# Honda EU3000is low ac voltage



## Sparkenergy (Jan 8, 2014)

I'm new here and looking for advice about a Honda EU3000is that is only putting out 75 - 80V on all the AC receptacles. I'm seeing a steady 59.7 Hz. I'm getting 16V at the DC receptacle. I just went through all of the regular servicing. The troubleshooting section in the shop manual indicates that i should pull a 6-pin wire below the throttle control and check for voltage on the stator and rotor, which i'll do tomorrow. Does anyone have any other suggestions? I'm in a very remote part of northern canada and the internet is my best hope for getting this generator back up and running. None of my LED's or electronics will operate at this low voltage. Thanks in advance for any help.


----------



## Robert Coats (Nov 10, 2011)

Sparkenergy said:


> I'm new here and looking for advice about a Honda EU3000is that is only putting out 75 - 80V on all the AC receptacles. I'm seeing a steady 59.7 Hz. I'm getting 16V at the DC receptacle. I just went through all of the regular servicing. The troubleshooting section in the shop manual indicates that i should pull a 6-pin wire below the throttle control and check for voltage on the stator and rotor, which i'll do tomorrow. Does anyone have any other suggestions? I'm in a very remote part of northern canada and the internet is my best hope for getting this generator back up and running. None of my LED's or electronics will operate at this low voltage. Thanks in advance for any help.

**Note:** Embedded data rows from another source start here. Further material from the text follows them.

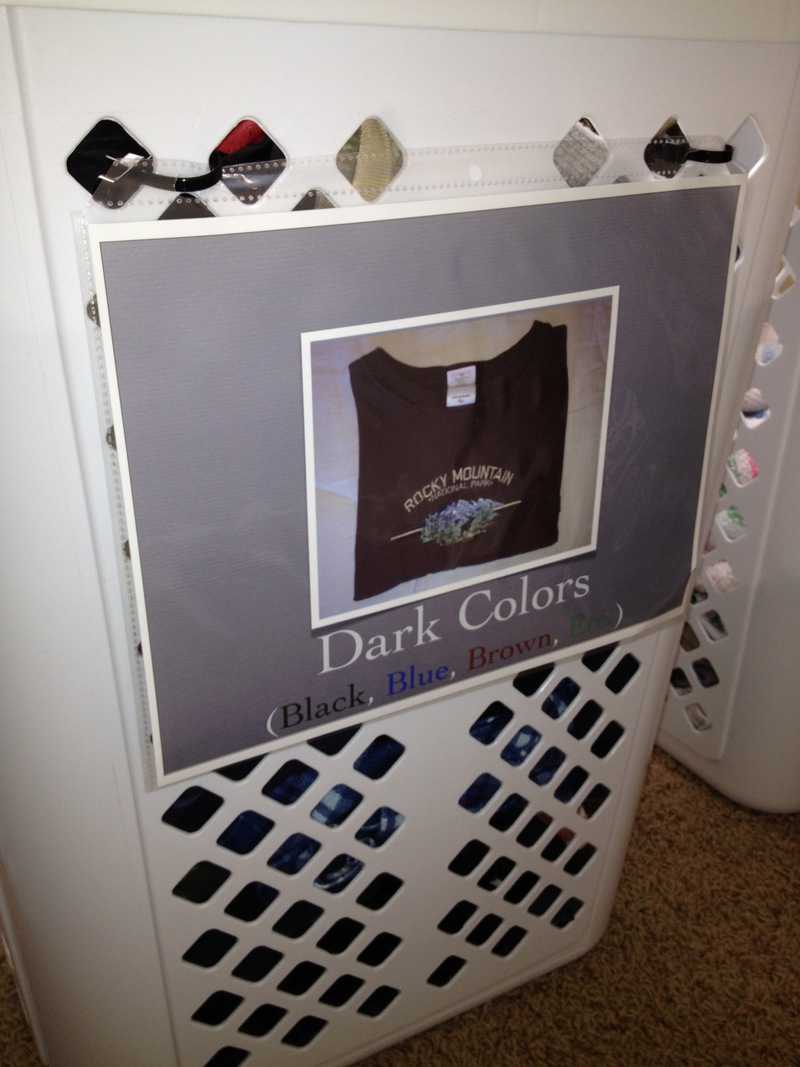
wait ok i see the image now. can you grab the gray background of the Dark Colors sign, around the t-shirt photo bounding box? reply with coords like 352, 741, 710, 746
101, 187, 739, 774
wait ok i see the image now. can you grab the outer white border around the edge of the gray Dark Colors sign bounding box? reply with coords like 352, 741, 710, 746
89, 174, 747, 786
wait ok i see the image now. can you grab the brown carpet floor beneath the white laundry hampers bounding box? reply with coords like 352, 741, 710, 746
0, 754, 800, 1067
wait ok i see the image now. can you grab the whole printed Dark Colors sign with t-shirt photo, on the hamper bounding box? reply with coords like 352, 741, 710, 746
91, 177, 740, 782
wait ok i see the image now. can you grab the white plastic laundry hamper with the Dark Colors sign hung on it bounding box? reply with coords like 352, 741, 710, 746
0, 7, 800, 1067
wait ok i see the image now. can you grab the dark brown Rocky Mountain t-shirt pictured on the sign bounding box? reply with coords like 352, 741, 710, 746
350, 321, 569, 601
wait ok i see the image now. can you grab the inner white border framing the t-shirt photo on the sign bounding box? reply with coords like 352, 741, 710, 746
300, 285, 620, 630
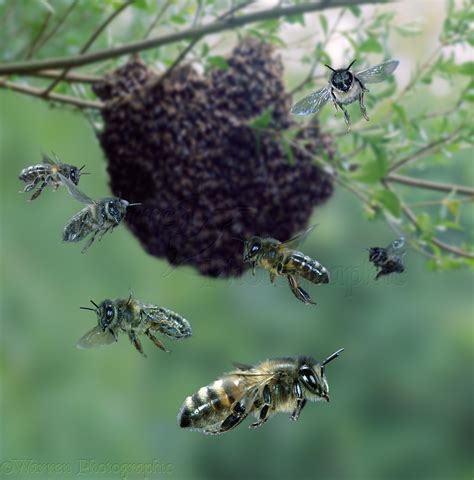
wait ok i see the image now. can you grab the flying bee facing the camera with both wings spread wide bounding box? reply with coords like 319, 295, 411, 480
291, 60, 399, 129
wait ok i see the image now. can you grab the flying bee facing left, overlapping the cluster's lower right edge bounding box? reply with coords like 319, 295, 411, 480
244, 225, 329, 305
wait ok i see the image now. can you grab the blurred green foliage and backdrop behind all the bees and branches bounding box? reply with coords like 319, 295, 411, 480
0, 0, 474, 480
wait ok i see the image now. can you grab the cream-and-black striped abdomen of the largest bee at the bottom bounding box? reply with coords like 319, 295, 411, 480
178, 375, 246, 433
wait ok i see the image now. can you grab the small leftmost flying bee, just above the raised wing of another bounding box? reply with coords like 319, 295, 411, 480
18, 153, 87, 201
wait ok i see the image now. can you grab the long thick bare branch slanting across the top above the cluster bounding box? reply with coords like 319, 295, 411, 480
0, 0, 388, 75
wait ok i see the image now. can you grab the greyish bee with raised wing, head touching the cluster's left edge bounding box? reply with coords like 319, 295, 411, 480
59, 174, 141, 253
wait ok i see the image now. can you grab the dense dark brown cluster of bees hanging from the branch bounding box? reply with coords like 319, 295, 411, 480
94, 40, 333, 277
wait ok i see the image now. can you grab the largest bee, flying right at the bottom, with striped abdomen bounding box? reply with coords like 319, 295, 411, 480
178, 348, 344, 434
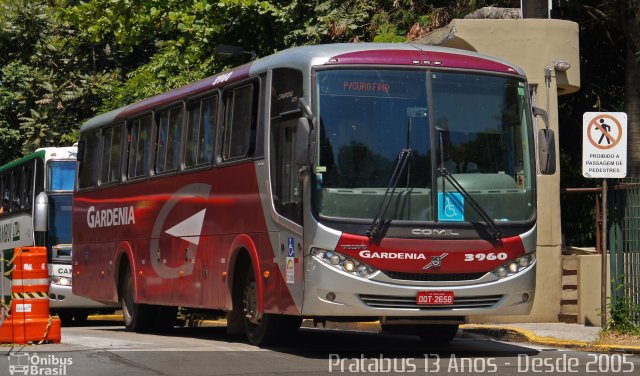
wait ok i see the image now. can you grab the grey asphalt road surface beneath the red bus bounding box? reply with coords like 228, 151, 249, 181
0, 324, 640, 376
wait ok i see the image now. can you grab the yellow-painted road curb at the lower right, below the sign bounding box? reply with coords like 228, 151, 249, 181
461, 324, 640, 354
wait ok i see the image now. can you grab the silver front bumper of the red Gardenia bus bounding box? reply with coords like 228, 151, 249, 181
302, 255, 536, 317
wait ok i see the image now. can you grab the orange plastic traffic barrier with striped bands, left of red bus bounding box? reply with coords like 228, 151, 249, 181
0, 247, 61, 344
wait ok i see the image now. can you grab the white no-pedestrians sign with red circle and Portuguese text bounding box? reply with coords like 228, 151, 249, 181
582, 112, 627, 178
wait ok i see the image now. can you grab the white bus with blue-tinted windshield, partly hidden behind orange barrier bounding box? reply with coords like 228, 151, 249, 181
0, 146, 111, 323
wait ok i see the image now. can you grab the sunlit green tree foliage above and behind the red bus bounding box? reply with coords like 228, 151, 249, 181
0, 0, 516, 159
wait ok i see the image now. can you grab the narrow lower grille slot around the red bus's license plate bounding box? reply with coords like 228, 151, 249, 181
360, 295, 503, 311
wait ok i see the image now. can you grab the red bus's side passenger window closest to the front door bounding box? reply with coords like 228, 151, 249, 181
222, 84, 258, 160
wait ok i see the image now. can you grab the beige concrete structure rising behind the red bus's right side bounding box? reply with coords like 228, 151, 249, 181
413, 19, 580, 322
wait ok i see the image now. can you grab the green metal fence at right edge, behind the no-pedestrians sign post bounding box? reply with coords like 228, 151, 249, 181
608, 178, 640, 324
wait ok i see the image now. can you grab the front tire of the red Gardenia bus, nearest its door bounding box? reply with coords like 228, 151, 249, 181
242, 269, 302, 346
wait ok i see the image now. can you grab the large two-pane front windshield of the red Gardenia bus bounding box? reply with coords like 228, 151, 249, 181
314, 69, 535, 222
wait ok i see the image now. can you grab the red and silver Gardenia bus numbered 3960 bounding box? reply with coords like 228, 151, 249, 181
73, 43, 555, 344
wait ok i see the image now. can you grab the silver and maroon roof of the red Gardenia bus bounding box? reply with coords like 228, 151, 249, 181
80, 43, 524, 132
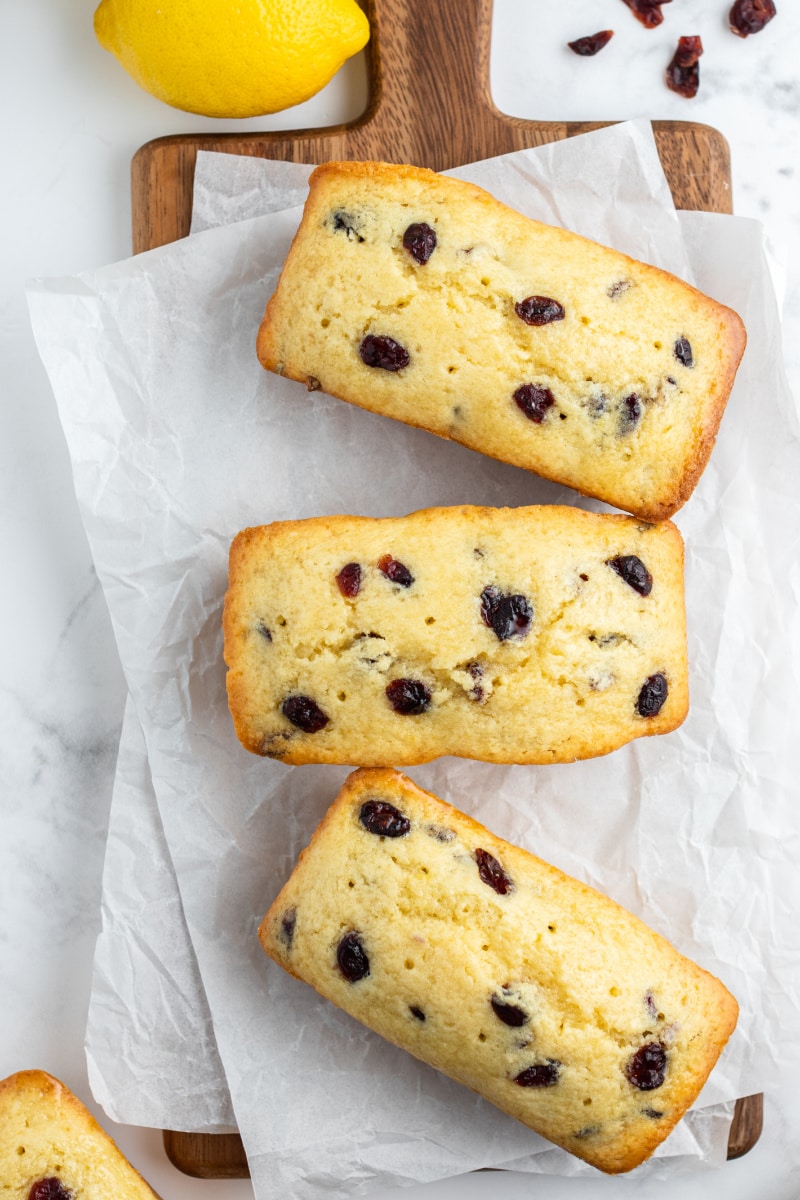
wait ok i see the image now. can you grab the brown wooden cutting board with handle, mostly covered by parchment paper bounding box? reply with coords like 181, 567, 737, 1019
131, 0, 763, 1178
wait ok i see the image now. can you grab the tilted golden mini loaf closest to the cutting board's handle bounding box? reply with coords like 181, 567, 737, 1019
258, 162, 745, 520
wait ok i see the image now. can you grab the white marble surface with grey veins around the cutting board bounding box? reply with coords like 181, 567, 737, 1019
0, 0, 800, 1200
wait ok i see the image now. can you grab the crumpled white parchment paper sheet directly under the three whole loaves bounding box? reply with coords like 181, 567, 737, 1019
30, 121, 799, 1195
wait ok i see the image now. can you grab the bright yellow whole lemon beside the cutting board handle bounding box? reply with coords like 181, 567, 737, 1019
95, 0, 369, 116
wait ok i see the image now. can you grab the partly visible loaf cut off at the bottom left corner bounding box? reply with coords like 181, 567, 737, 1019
0, 1070, 158, 1200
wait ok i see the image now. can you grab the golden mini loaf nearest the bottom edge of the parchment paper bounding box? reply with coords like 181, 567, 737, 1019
259, 769, 738, 1172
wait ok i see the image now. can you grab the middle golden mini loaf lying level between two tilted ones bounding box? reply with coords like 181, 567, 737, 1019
224, 506, 687, 767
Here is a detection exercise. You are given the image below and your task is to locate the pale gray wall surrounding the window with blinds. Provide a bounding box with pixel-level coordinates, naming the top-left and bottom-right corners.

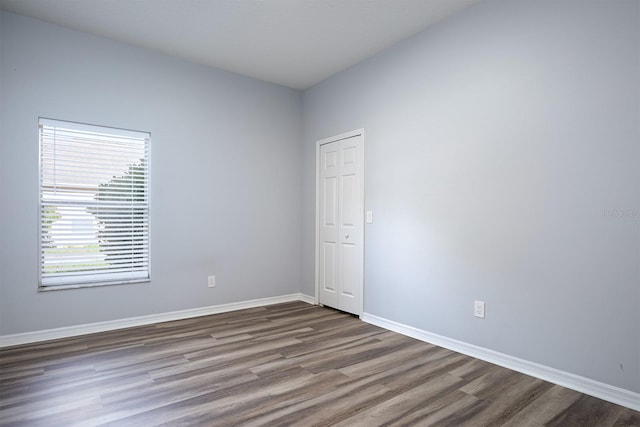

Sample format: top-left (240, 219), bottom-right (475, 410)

top-left (0, 13), bottom-right (302, 335)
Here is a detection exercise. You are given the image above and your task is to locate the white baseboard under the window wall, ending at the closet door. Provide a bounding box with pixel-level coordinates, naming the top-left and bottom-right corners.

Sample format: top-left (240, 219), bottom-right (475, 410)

top-left (0, 293), bottom-right (315, 348)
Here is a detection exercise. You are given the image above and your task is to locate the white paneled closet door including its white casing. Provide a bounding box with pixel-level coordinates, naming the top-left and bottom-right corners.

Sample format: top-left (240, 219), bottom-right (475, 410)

top-left (316, 130), bottom-right (364, 315)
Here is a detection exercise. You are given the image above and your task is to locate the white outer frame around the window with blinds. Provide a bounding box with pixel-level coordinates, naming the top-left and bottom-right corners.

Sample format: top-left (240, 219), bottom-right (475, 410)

top-left (37, 117), bottom-right (151, 292)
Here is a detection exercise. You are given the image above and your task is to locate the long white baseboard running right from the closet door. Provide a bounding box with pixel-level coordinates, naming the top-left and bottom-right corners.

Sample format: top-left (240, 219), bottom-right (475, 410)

top-left (360, 313), bottom-right (640, 411)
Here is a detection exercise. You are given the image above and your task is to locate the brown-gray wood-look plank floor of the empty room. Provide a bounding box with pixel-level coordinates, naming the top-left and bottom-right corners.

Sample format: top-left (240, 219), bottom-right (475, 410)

top-left (0, 302), bottom-right (640, 427)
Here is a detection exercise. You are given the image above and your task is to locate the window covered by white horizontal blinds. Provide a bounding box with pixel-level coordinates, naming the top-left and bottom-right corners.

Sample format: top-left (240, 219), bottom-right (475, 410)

top-left (39, 119), bottom-right (150, 289)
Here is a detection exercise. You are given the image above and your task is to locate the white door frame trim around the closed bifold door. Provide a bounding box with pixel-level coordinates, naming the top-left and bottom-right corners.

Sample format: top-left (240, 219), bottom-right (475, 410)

top-left (314, 128), bottom-right (365, 315)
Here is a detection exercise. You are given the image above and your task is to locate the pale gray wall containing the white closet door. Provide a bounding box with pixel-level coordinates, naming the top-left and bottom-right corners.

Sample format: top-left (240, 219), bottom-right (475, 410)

top-left (303, 0), bottom-right (640, 392)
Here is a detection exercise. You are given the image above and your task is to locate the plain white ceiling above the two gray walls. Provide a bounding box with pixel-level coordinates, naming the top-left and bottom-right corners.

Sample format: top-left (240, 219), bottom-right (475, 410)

top-left (0, 0), bottom-right (479, 89)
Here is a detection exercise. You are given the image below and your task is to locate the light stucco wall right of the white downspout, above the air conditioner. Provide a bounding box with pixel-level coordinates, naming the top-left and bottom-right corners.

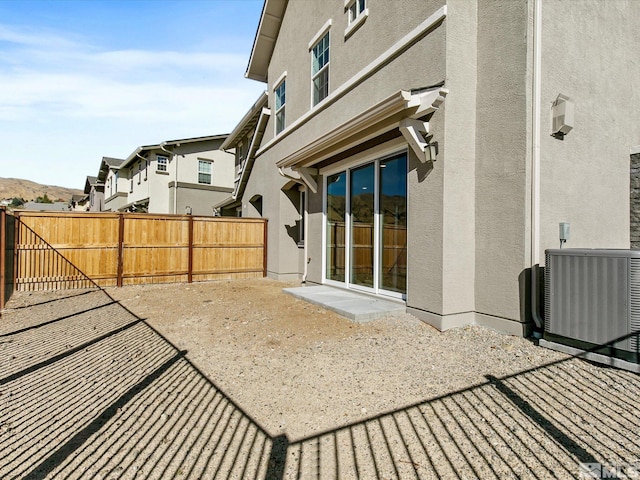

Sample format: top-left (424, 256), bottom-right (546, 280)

top-left (540, 0), bottom-right (640, 255)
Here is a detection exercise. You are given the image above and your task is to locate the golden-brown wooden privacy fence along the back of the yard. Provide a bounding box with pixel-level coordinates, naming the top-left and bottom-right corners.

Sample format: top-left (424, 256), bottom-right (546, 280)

top-left (15, 212), bottom-right (267, 291)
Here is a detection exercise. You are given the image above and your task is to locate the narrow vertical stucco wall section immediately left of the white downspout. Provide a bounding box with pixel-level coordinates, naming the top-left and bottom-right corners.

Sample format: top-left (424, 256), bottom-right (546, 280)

top-left (475, 0), bottom-right (530, 320)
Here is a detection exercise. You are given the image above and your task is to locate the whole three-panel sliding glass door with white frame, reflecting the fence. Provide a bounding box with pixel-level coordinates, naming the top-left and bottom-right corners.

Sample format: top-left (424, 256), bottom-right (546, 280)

You're doing it right by having the shop manual. Follow the troubleshooting procedures carefully, and record your measurements. It is a simple process if you take your time and follow the procedures exactly. 

Do you know if this is a USA or Canada-spec EU3000is? You can tell by the labels: English only (USA models) or English & French (Canada model). I only ask because there are some features that are different between the two, but I believe the troubleshooting procedures are the same.


----------